Same disposition as Episode 1 (F-04): the engine produces zero typed
structural episodes because the projected upstream fault directory is a
steady-state regressed-config run rather than a fault-injection log
with per-window transitions. The `mongodb-driver-3.0.4` version is a
distinct fault profile from F-11's `mongodb 4.2.2`, but as a steady-
state slice it looks structurally identical: a flat residual matrix
producing no grammar transitions.

The two steady-state fixtures (F-04, F-19) and the typed-episode
fixture (F-11) together exercise both branches of the engine's
operator-conservative discipline:

- **Typed branch (F-11)**: residuals contain real structural transitions
  → engine produces typed episodes with full evidence packets.
- **Silent branch (F-04, F-19)**: residuals are steady-state → engine
  declines to type, returning zero episodes rather than synthesising a
  structural narrative that the data does not support.

### Developer-facing message

> No typed structural episodes on this fixture.
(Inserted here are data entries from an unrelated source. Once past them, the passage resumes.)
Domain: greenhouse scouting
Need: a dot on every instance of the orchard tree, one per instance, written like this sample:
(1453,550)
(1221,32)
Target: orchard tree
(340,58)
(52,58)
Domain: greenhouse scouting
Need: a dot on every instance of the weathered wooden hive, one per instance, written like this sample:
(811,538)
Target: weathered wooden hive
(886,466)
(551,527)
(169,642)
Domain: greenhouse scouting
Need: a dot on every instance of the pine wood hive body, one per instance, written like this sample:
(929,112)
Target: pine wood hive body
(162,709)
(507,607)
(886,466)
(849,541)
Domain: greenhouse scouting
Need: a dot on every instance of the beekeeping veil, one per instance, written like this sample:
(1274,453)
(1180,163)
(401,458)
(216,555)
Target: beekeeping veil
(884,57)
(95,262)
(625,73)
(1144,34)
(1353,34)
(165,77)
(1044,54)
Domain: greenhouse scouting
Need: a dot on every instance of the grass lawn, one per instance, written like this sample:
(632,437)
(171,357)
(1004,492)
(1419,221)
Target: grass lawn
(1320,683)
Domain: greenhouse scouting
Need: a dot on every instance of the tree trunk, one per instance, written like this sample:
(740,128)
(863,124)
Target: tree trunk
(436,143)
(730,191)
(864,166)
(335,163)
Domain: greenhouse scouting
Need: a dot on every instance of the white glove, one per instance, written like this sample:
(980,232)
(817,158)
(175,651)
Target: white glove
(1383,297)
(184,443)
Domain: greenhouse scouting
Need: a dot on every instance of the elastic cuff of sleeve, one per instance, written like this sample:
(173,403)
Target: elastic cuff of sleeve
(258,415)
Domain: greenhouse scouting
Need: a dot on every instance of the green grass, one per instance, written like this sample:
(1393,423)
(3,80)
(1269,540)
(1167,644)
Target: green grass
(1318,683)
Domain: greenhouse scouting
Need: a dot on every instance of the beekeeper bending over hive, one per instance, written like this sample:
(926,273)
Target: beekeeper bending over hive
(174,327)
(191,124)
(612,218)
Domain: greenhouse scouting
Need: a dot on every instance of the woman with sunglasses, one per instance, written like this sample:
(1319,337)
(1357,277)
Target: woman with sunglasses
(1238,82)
The slice is a steady-
> state regressed-config run for mongodb-driver-3.0.4; the bank
> correctly emits no signal. The fixture is included in the harness
> as a cross-fixture invariant validator — Theorem 9 holds, no
> hallucinated typing.

---

## Cross-fixture summary

| Fixture | Upstream fault dir | Spans | Episodes | Disposition |
|---------|-------------------|------:|---------:|-------------|
| F-04 | admin-service springstarter 1.5.22 | 25 316 | 0 | silent (steady-state) |
| F-11 | order-service mongodb 4.2.2 | 35 604 | 3 | typed (1 typed, 1 typed, 1 confuser_ambiguous) |
| F-19 | order-service mongodb-driver-3.0.4 | 19 281 | 0 | silent (steady-state) |

Three slices, three fixture-bound behaviours; one engine, one bank, one
config. The walk-throughs above are reproducible by running:

```
cargo test --features "std paper-lock" --test eval_tadbench -- --nocapture
cargo test --features "std paper-lock" --test fusion_compare -- --nocapture
```

The verbatim test stdout is the source of every number in this document.